Daily Tribune
- Front page print edition on October 30, 2018
- Type: Daily newspaper
- Format: Broadsheet
- Owner(s): Concept and Information Group, Inc.
- Publisher: Concept and Information Group, Inc.
- President: Willie Fernandez
- Editor: Chito Lozada
- Associate editor: Manny Angeles John Henry Dodson
- Managing editor: Dinah Ventura
- Founded: February 1, 2000; 25 years ago (9,419 issues)
- Political alignment: Centre-right
- Language: English
- Headquarters: Makati, Philippines
- Country: Philippines
- Website: tribune.net.ph

= Daily Tribune (Philippines) =

Broadsheet newspaper in the Philippines

The Daily Tribune is an English-language broadsheet publication in the Philippines. Its office is in the 3450 Concept Building, Florida Street, Makati, Metro Manila, Philippines.

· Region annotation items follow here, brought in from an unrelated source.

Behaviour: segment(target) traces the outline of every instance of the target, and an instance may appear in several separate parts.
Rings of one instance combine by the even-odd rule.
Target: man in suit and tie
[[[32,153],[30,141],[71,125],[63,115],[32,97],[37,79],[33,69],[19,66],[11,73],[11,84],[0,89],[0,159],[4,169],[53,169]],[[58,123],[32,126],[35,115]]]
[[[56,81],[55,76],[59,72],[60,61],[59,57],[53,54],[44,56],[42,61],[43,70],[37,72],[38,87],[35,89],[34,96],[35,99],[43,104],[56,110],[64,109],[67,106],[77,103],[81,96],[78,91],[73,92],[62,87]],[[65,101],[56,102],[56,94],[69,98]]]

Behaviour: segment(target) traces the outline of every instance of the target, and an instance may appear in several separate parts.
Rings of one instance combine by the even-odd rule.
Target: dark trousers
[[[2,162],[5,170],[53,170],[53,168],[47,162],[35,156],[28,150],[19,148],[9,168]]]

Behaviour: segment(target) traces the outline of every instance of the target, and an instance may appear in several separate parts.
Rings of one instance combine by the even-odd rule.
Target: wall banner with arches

The Daily Tribune, as it was called then, was founded on February 1, 2000, by a group of journalists from the then-defunct The Philippine Post led by then-Editor-in-Chief and Founding Chairman Ninez Cacho-Olivares. On June 1, 2018, Concept and Information Group, publisher of the online Concept News Central, acquired the paper from Cacho-Olivares. With the change of hands, "The" from The Daily Tribune has been dropped.

== History ==
On February 24, 2006, the Tribune was raided by the Philippine National Police at the height of the State of Emergency imposed by President Gloria Macapagal-Arroyo. The police presence remained in the paper's office until the State of Emergency was lifted on March 4, 2006. The paper continued to publish normally, making defiant statements throughout. Ninez Cacho-Olivarez, the paper's publisher, claimed that some of her reporters were practising self-censorship, but her own publishing decisions were unaffected. She received substantial publicity and her circulation expanded significantly during the crisis; however, she lost many advertisers who were intimidated by the unstable political situation.

===Libel suits===
Judge Winlove Dumayas of Regional Trial Court Branch 59, Makati on June 5, 2008, found Cacho-Olivarez, publisher of The Daily Tribune, guilty of libel and sentenced her to a minimum of six months and a maximum of two years imprisonment. She was also ordered to pay ₱5 million (US$ 113,636) in moral damages and ₱33,732.25 in civil damages, including a libel fine of ₱4,000, for writing a June 23, 2003 column that accused then-Ombudsman Simeon V. Marcelo of colluding with the supposedly influential law firm, Villaraza, Cruz, Marcelo & Angangco in the Ninoy Aquino International Airport Terminal 3 deal. Villaraza, Cruz, Marcelo & Angangco (colloquially known as 'The Firm') stated that it will prosecute 47 more libel suits against the publisher of The Daily Tribune.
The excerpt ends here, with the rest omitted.